「現代アート」市場事情

 「アートフェア東京」を主催する一般社団法人 アート東京が実施した「日本のアート産業に関する市場調査2016」によりますと、国内の「アート市場」の規模は3341億円だそうです。

その内訳は、ギャラリー・画商を通じた美術品購入額の792億円が一番多く、続いて百貨店での購入が627億円で2番目に大きな販路の形態でした。

 ちなみに世界市場を見ますと、TEFAF「Art Market Report 2015」のデータでは、約7兆円の規模。
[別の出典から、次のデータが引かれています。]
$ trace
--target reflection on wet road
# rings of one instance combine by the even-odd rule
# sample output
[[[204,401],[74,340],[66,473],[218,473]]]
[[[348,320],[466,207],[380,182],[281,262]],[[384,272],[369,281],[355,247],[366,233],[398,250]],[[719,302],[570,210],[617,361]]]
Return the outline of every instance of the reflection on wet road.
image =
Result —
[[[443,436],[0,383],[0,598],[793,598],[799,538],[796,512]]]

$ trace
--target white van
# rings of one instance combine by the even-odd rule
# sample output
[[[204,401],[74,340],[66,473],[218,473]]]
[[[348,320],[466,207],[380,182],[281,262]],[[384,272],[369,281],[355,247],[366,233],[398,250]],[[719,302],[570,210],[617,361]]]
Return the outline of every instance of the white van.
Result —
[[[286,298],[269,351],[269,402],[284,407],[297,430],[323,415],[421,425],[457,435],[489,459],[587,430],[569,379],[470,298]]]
国別の美術品市場シェアは、アメリカ・中国・イギリスのトップ3が大きく突き放しており、日本のシェアは0.7%

 中流階級以上の総資産額では、中国とイギリスは日本よりも資産が少ないにも関わらず、シェアが大きい事が分かります。つまり日本人は資産があるのにアートは買わない、もしくはアートを資産としてみなしていないということが読み取れます。

もちろんこれらの状況は、「現代アート」だけでなく、他ジャンルも含めた「アート市場」全体の話ですが、しかし世界市場では過去の巨匠の作品を買い集めるコレクターよりも、現存で新しい作品を生み続けている「現代アート」作家の作品を扱う画商のほうが強い影響力を持つ傾向が強まっております。歴史的な名作・傑作のほとんどは、すでに公共物なので個人での所有が難しいためでもあります。

日本企業とアート

 1980年代後半のバブル期当時の日本企業は、「異常」ともいえる美術品の収集に精を出し、大した目利きもせずに巨額を投じたケースも多く、痛手を経験を受けておりました。

 しかし、もともと日本の資産家の企業オーナーは、アート支援、コレクションに熱心な風潮も明治期からありました。代表的なのが岡山県倉敷市に構える大原孫三郎が創設した大原美術館や、現存する日本で最古の画廊と言われる資生堂ギャラリー。 昭和に入りますとサントリー美術館やブリヂストン美術館が開館されました。

 近年では、アースミュージック&エコロジーなどのアパレル企業「ストライプインターナショナル」の石川康晴社長と、ファッション通販サイト「ZOZOTOWN」を運営するスタートトゥデイの前澤友作社長が実業家コレクターとして注目を浴びています。石川氏は、故郷の岡山に「コンセプチュアルアート」を収蔵する美術館の建設を計画を、62億、13億円でともに海外の大手オークションでバスキアの作品を落札した前澤氏も千葉にプライベート美術館の設立を計画しているとの事。バブルの後遺症から抜け出し、「現代アート」を通して今後も新たな可能性が生まれるかもしれません。

 

日本の「具体美術」と「アンフォルメル」が注目

 現在、国内外で再評価の動きが高まっている戦後日本美術の「具体美術」「アンフォルメル」

「具体美術」は、1954年に兵庫県を中心に活動していた前衛美術集団。また、世界的な人気を誇る草間彌生(1929-)は長野県出身。当時それらの郷土では多く支持者がおり、作品を購入して作家たちを支えてきた風土がありました。 今後も思わぬ「お宝」が出て来るかも?しれません。